Today, the forces driving that expansion are deeply entrenched. Attempts to reverse the growth have repeatedly stalled, and the trend line points only in one direction: upward. Even as policymakers talk about austerity, the public sector has become a permanent leviathan, its growth fueled by deep-seated economic, demographic, and institutional dynamics. The analysis that follows examines how government spending expanded for more than a century and why a meaningful reversal may remain beyond reach.

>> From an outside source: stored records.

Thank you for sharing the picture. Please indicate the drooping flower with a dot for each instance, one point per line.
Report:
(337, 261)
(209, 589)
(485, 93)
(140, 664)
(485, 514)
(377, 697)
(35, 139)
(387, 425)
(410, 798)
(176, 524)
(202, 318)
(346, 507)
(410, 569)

From Tea Taxes to Trillion-Dollar Budgets: A Brief History of U.S. Government Spending
Understanding how this happened requires looking backward. America’s fiscal history reads like a staircase built during crises. The federal government started small, funded by tariffs and a few excises. But each major war or national emergency led to a surge in expenditures and new taxes. After the danger passed, spending never fell back to its old level. It simply settled into a new plateau. Over time, those plateaus formed a steep upward climb that reshaped the federal role in American life.

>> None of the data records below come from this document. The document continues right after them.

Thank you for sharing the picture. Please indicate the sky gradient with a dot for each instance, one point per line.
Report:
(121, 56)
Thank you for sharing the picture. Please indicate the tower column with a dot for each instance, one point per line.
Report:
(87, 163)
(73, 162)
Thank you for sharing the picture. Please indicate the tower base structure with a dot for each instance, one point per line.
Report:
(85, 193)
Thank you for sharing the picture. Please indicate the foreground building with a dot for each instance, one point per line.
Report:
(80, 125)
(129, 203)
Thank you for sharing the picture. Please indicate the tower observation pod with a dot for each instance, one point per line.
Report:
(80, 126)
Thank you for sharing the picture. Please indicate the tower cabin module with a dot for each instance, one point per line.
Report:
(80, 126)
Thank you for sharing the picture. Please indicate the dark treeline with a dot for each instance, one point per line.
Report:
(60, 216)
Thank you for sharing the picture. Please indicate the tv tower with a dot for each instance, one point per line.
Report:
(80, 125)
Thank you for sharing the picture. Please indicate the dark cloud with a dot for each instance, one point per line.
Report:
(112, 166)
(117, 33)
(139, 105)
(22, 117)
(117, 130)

In the early republic, federal power barely touched daily life. Washington relied almost entirely on import tariffs, supplemented by a few excise taxes and land sales. Tariffs often accounted for up to 90% of revenue, reflecting how limited the government truly was. There was no income tax. During this period, federal expenditures stayed modest, typically around only 1-3% of the young nation’s GDP
The government did spend more during wartime, such as the War of 1812 and the Mexican–American War (1846-1848), but shrank shortly after. In 1835, the Treasury even paid off the national debt. The minimalist fiscal state of the founding era, funded unobtrusively by tariffs on foreign goods, was a far cry from today’s expansive budget.
The Civil War and the First Income Tax (1861 to 1872)
The Civil War shattered the old limits. Lincoln’s administration scaled spending to levels the country had never seen, building vast armies and financing unprecedented operations. To fund it, the government imposed the first federal income tax in 1862 and printed new paper currency. These steps marked a sharp break from the long reliance on tariffs.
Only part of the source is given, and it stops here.